I received a copy of this book courtesy of the author.
“A Perfect Square” by Isobel Blackthorn is an Australian novel about two mothers and two daughters. Eccentric artist Harriet has her carefully controlled bohemian-bourgeois lifestyle in the Dandenong Ranges in Victoria upturned when her pianist daughter Ginny moves back home after a breakup. Tension crackles between them as Ginny tries to pry the truth about her father from her mother and they collaborate on a joint exhibition. In the UK, another artist called Judith struggles with her own daughter Madeline, and as the novel progresses the connections between the two families become more and more clear.
This is a dark and fraught story about the complexity of female relationships, and particularly mother-daughter relationships. I found Harriet a particularly fascinating character who straddles privilege and a more modest artistic lifestyle, who balances innate talent against anxiety about originality, and who wants to see her daughter flourish yet feels envy about her daughter’s success. I felt like there was some real honesty in the way that Blackthorn described an artist’s life. Harriet’s self-doubt and reliance on selling her artworks rather than just painting whatever felt very real to me. Blackthorn also explored some interesting ideas about fatherhood, being a single parent, and how much love and affection is the right amount to give to children.
The focus of the novel was definitely on Harriet and Ginny’s relationship, but the second half of the book had much more of a thriller theme. There were two families, but the majority of the story was so much about Harriet and Ginny that Judith and Madeline were effectively only support characters.
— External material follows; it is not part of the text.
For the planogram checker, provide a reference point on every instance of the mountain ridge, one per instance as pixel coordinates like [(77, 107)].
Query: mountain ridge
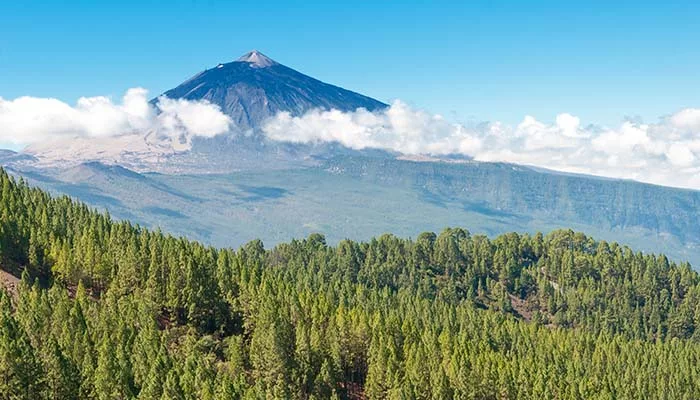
[(255, 87)]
I think that I would have liked to have seen either equal airtime for Judith and Madeline to better strengthen the overall sense of suspense, or to have removed them altogether and let Harriet and Ginny carry the story by themselves. I also felt a little like Ginny’s two best friends were support characters as well. It seemed like they had no lives of their own outside Ginny’s sphere of perception and I didn’t feel like Ginny had individual relationships with either of them.
A tense story with some difficult yet universal themes, this book gives an interesting perspective into the lifestyle of artists and expectations around motherhood.